Dotts smiles. “That ruse worked.”
Twenty-Seven
SMART
The year 1992–93 was one that most [Saipan] residents would probably like to forget. There were setbacks for the government, a serious blow to private enterprise, and social problems such as illegal drugs began to have a very serious impact on society. Little that coul
d be considered positive occurred.
—The Contemporary Pacific
“You’re looking at the luckiest guy in the world!” Hillblom shouted from the center of his resort-style swimming pool, where he was relaxing at his swim-up bar under the shade of a terra-cotta gazebo. He had just turned fifty years old—a milestone, he told his friend Bob O’Connor, that guaranteed he would live much longer. After twenty-four years of struggle and constant worrying, 1993 was to be a new beginning. Hillblom had accomplished nearly everything in life that he had set out to. He had both shrunk the world and expanded his empire. The hard work now was protecting it. The previous summer, Hillblom had entered a congressional hearing room for the first time in fifteen years to deliver a confident defense of his island, which the World Health Organization and two U.S. senators had called out as a hotbed of corruption, human trafficking, and prostitution. (Hillblom argued convincingly that the CNMI’s human rights record was far superior to that of its former occupier.) Meanwhile, DHL soaring on the wings of its new owners; Lufthansa and JAL’s jumbo jets were literally propelling Hillblom’s brainchild to record sales and profits. Budweiser in hand, and with Josephine at his side in a microscopic bikini, the second chapter of his life spread out before him as infinite as the view from the edge of his swimming pool.
Larry Hillblom should have been the luckiest guy in the world that day, but the photocopies that Dex has just handed me suggest that his luck had begun to run out by then, that even the barstool upon which he sat was under siege.
Hillblom was served in his office on April 7. Mitchell’s complaint, which I have the guilty pleasure of reading fifteen years later, might have been written by Hillblom himself for its hyperbole and the almost frantic tone of its accusations. First, Mitchell calls out Hillblom’s real estate development company as a “mere sham” and demands that he return his mansion to its rightful owner, who happens to be Mitchell’s client.
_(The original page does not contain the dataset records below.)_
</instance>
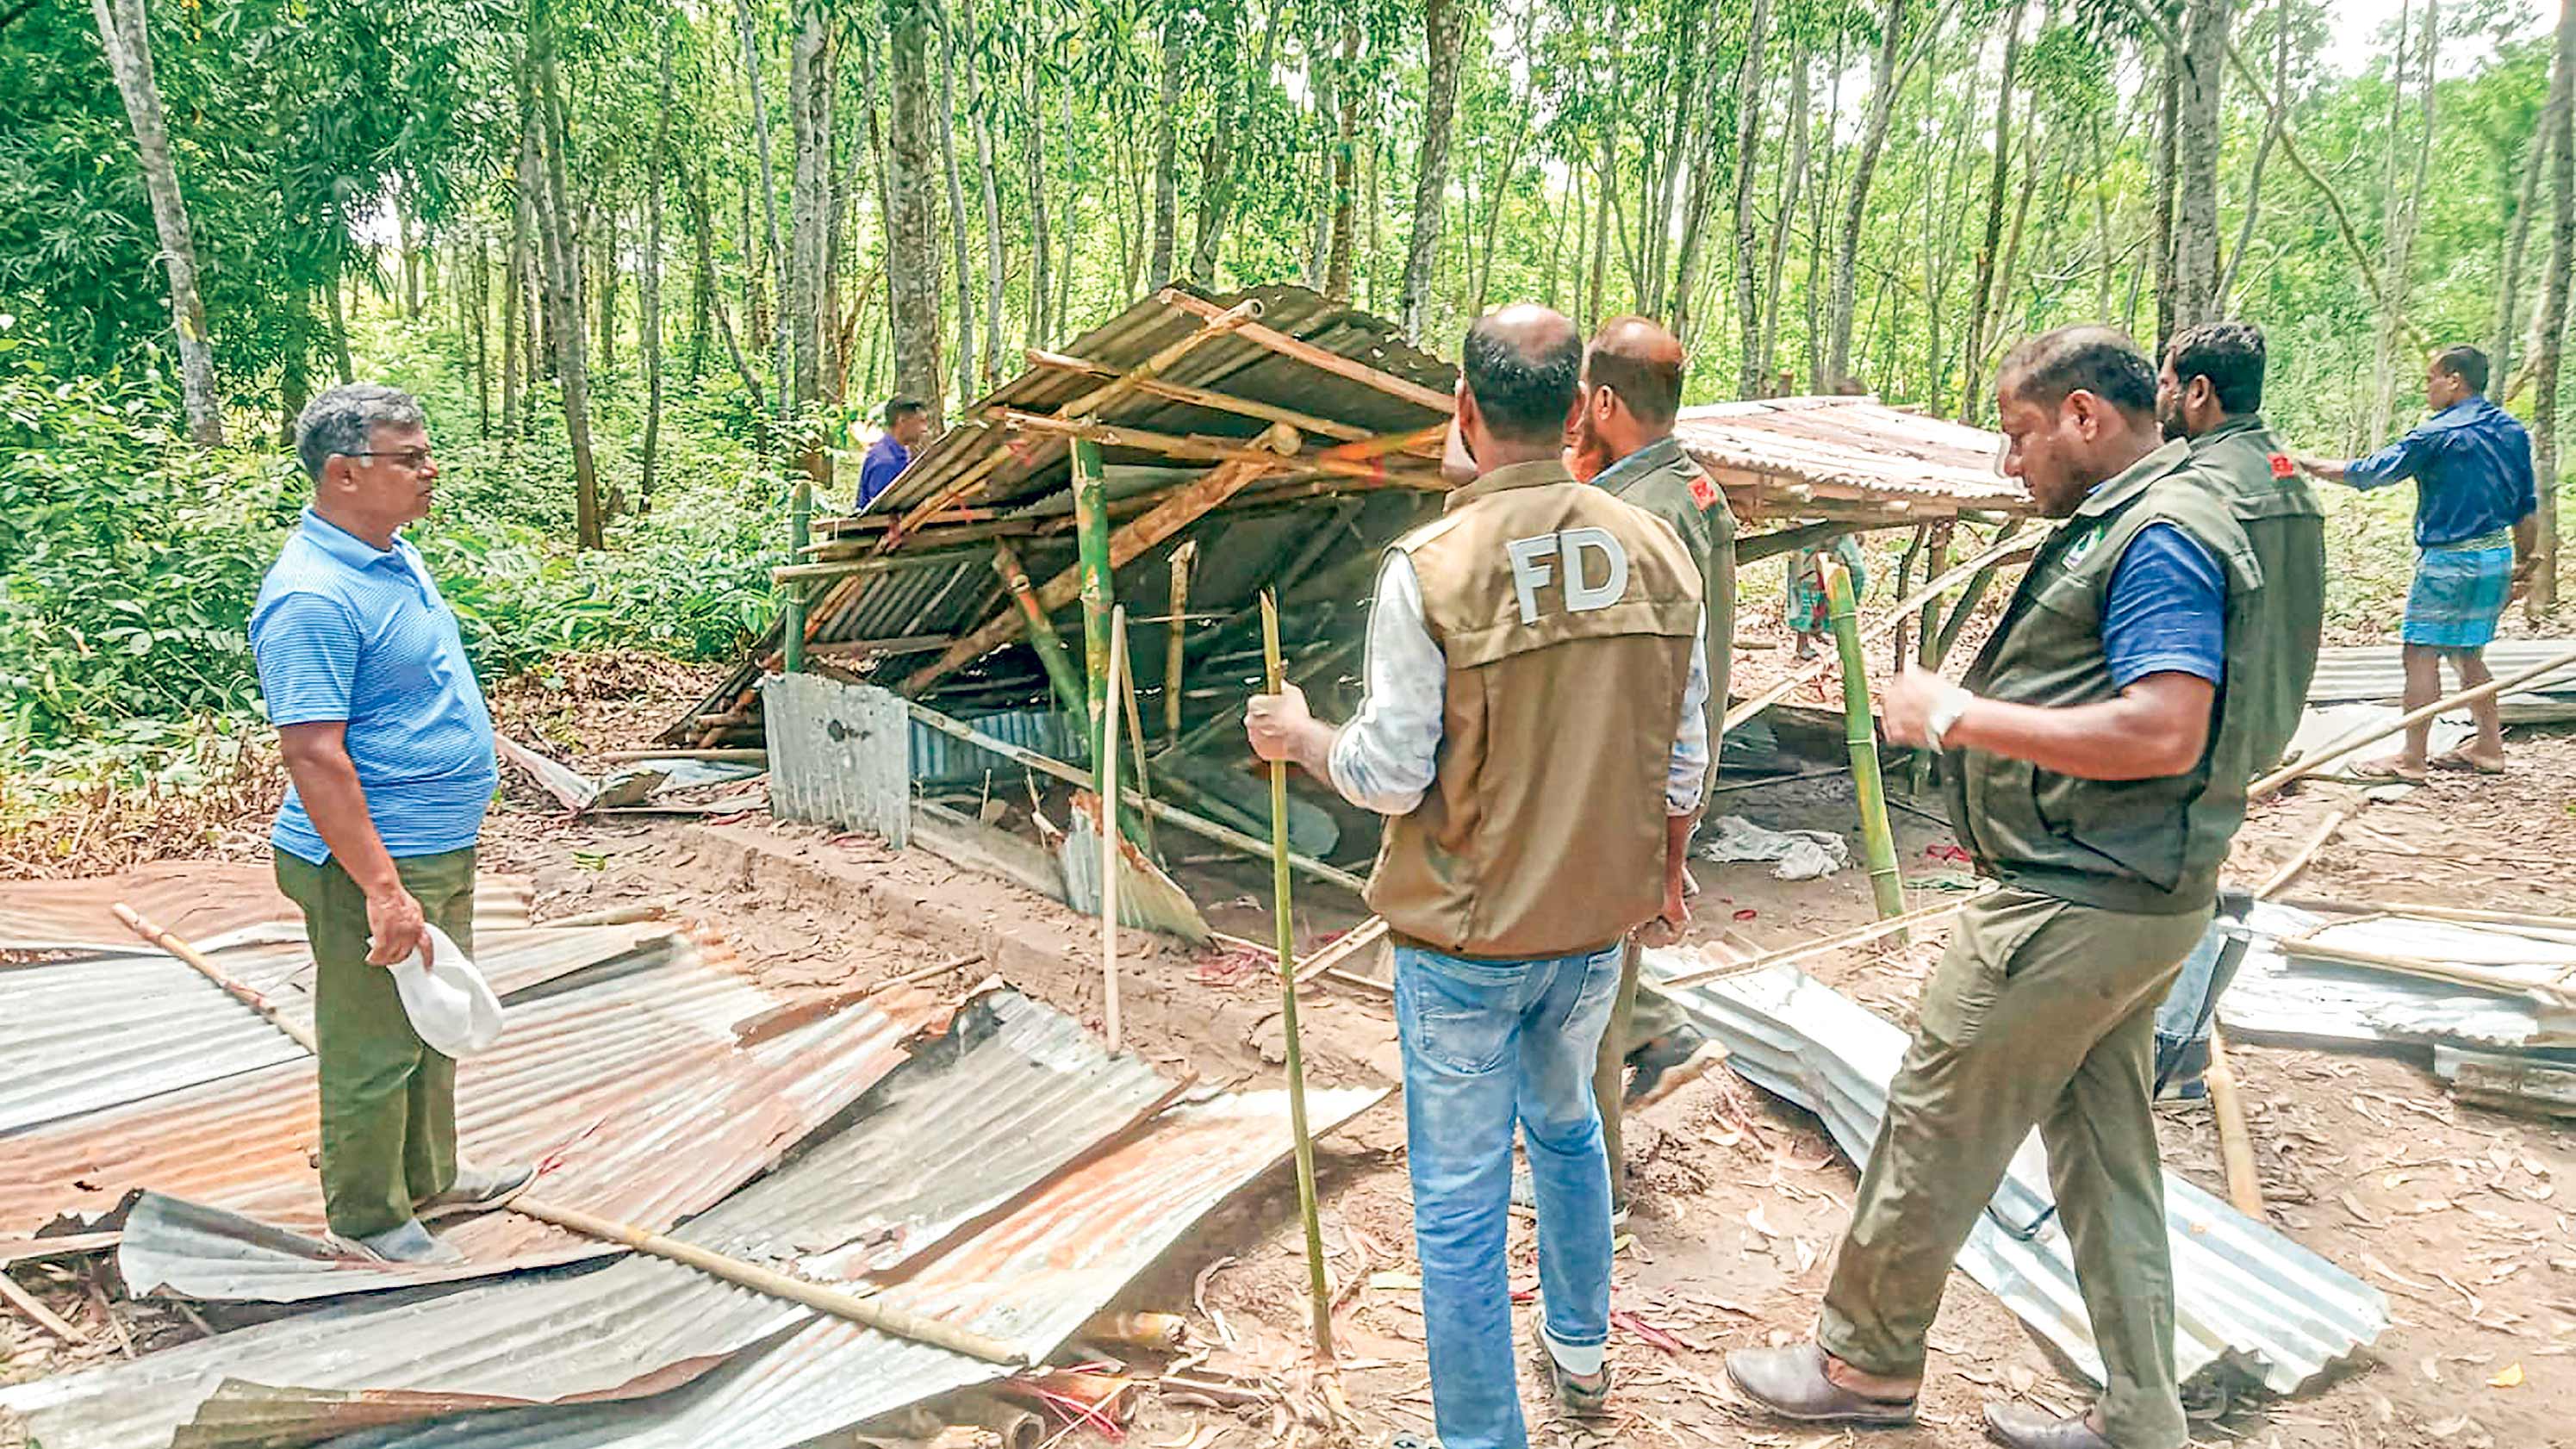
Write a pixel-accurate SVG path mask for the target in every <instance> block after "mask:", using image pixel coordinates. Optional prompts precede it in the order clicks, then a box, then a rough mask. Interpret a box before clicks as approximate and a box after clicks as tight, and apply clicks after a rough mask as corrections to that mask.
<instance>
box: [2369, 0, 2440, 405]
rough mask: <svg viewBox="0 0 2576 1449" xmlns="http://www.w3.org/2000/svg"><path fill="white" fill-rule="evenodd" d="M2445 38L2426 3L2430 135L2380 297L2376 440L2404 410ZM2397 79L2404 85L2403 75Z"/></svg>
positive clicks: (2439, 14)
mask: <svg viewBox="0 0 2576 1449" xmlns="http://www.w3.org/2000/svg"><path fill="white" fill-rule="evenodd" d="M2439 39H2442V8H2439V5H2437V0H2424V41H2421V44H2419V46H2416V49H2419V51H2421V57H2419V59H2421V67H2424V80H2421V88H2424V98H2421V100H2424V131H2421V134H2419V136H2416V165H2414V183H2411V185H2409V190H2406V198H2403V203H2401V206H2398V208H2396V219H2393V224H2391V232H2393V237H2388V281H2385V283H2383V286H2380V296H2383V299H2385V306H2383V309H2380V311H2383V322H2380V337H2383V342H2380V386H2378V389H2375V396H2372V401H2370V438H2385V435H2388V427H2391V420H2393V417H2396V407H2398V373H2401V368H2398V365H2396V353H2398V322H2401V319H2403V317H2406V301H2409V296H2411V293H2414V242H2416V229H2419V226H2421V224H2424V178H2427V175H2429V170H2432V144H2434V64H2437V62H2439ZM2396 80H2401V82H2403V72H2401V75H2398V77H2396ZM2388 142H2391V152H2393V149H2396V131H2391V136H2388Z"/></svg>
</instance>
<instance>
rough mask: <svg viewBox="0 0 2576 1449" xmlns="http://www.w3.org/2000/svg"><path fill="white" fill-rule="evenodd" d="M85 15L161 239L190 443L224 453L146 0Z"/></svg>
mask: <svg viewBox="0 0 2576 1449" xmlns="http://www.w3.org/2000/svg"><path fill="white" fill-rule="evenodd" d="M90 15H93V18H95V21H98V44H100V46H103V49H106V51H108V69H111V72H113V75H116V93H118V95H121V98H124V103H126V124H129V126H131V129H134V154H137V160H139V162H142V167H144V193H147V196H149V198H152V232H155V234H157V237H160V252H162V257H160V260H162V270H165V273H167V278H170V329H173V332H175V335H178V371H180V396H183V401H185V409H188V438H191V440H193V443H196V445H198V448H222V445H224V399H222V396H219V394H216V391H214V347H211V345H209V340H206V304H204V301H198V296H196V237H193V234H191V229H188V198H185V196H180V190H178V165H173V160H170V131H167V126H165V121H162V103H160V80H155V77H152V21H149V15H144V0H90Z"/></svg>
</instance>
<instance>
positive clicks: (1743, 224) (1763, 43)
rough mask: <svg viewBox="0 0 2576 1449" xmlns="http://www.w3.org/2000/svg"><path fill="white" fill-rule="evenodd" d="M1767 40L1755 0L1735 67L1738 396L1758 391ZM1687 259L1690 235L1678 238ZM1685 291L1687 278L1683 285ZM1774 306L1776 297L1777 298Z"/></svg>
mask: <svg viewBox="0 0 2576 1449" xmlns="http://www.w3.org/2000/svg"><path fill="white" fill-rule="evenodd" d="M1767 39H1770V0H1754V13H1752V15H1749V18H1747V21H1744V64H1741V67H1739V69H1736V332H1739V337H1741V353H1744V355H1741V360H1739V363H1736V396H1762V311H1765V309H1762V291H1759V281H1757V270H1759V265H1762V255H1759V252H1757V250H1754V242H1757V234H1754V224H1757V221H1759V216H1754V178H1757V175H1759V172H1762V46H1765V41H1767ZM1682 255H1685V260H1687V257H1690V239H1685V242H1682ZM1680 291H1685V293H1687V281H1685V283H1682V288H1680ZM1775 306H1777V301H1775Z"/></svg>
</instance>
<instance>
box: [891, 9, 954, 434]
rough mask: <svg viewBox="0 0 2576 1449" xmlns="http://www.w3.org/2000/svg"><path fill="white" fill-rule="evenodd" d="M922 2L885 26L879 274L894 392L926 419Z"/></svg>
mask: <svg viewBox="0 0 2576 1449" xmlns="http://www.w3.org/2000/svg"><path fill="white" fill-rule="evenodd" d="M925 8H927V0H896V3H894V5H891V8H889V15H886V21H889V23H891V31H894V44H891V46H889V62H891V64H889V67H886V77H889V82H891V88H894V95H891V103H894V111H891V116H889V136H886V139H889V149H891V154H889V157H886V160H889V170H886V178H889V190H891V196H889V208H886V216H889V221H886V275H889V278H891V283H894V288H891V293H889V296H891V301H894V391H896V394H904V396H917V399H922V401H925V404H927V407H930V417H945V414H948V407H945V399H943V396H940V232H938V226H940V219H938V198H935V196H933V188H935V185H938V157H935V154H933V152H930V147H933V121H930V106H933V100H930V15H927V13H925Z"/></svg>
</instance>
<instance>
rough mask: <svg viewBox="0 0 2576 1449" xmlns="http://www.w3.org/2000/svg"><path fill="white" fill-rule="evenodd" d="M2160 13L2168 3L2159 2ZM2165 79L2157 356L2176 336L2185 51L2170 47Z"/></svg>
mask: <svg viewBox="0 0 2576 1449" xmlns="http://www.w3.org/2000/svg"><path fill="white" fill-rule="evenodd" d="M2156 3H2159V10H2161V5H2164V0H2156ZM2161 69H2164V77H2161V88H2159V93H2156V154H2154V167H2151V172H2154V175H2151V188H2154V193H2156V201H2154V245H2156V353H2159V355H2161V353H2164V340H2166V337H2172V335H2174V201H2177V193H2179V165H2177V157H2179V152H2177V144H2174V131H2177V126H2182V51H2179V49H2172V46H2166V51H2164V67H2161Z"/></svg>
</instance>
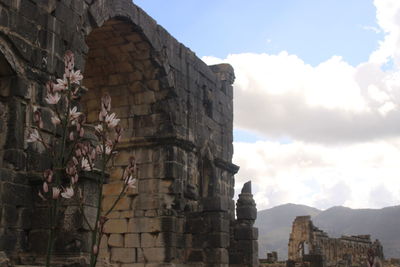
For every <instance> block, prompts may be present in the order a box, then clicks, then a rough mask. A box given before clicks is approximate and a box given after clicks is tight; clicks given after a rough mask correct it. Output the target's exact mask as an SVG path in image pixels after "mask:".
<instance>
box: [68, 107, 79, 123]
mask: <svg viewBox="0 0 400 267" xmlns="http://www.w3.org/2000/svg"><path fill="white" fill-rule="evenodd" d="M81 115H82V112H78V108H77V107H76V106H75V107H73V108H72V109H70V110H69V119H70V120H76V119H77V118H78V117H79V116H81Z"/></svg>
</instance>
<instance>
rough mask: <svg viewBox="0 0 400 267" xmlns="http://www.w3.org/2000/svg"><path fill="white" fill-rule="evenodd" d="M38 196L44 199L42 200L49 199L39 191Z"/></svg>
mask: <svg viewBox="0 0 400 267" xmlns="http://www.w3.org/2000/svg"><path fill="white" fill-rule="evenodd" d="M38 196H39V197H40V198H41V199H42V200H44V201H47V199H46V198H45V197H44V196H43V194H42V193H41V192H40V191H39V193H38Z"/></svg>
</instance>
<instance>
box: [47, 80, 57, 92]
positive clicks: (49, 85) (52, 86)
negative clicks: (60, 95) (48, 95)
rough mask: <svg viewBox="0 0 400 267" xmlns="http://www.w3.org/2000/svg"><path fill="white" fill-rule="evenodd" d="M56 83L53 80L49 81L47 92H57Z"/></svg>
mask: <svg viewBox="0 0 400 267" xmlns="http://www.w3.org/2000/svg"><path fill="white" fill-rule="evenodd" d="M54 85H55V84H54V83H53V82H52V81H48V82H47V83H46V88H47V94H54V92H55V88H54Z"/></svg>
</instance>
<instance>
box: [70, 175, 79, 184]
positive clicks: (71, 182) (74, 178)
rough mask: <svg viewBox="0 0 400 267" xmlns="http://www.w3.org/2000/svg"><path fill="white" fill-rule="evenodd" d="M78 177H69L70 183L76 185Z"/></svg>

Hillblom, the complaint asserts, had always known that buying real estate on Saipan violated the CNMI Constitution, but rather than bow to local law, Hillblom had chosen to embark on a conspiratorial end run around it, going so far as to fund the lawsuits of several taxpayers demanding that any land recovered should not go to Mitchell’s clients but to the CNMI government. Once Hillblom’s scheme is exposed, Mitchell promises to have him impeached of his special judge status. But that’s just the beginning. The main assault is not on Hillblom’s constitutional theories or legislative escapades; it is on the Hillblom mythos. DHL’s success, Mitchell argues, is almost all due to Peter Donnici, not Larry Hillblom. In fact, he says, DHL has succeeded despite Hillblom’s “erratic, unpredictable and unprofitable” behavior. Its founder is, in fact, one of the worst businessmen that Mitchell has met in his entire life!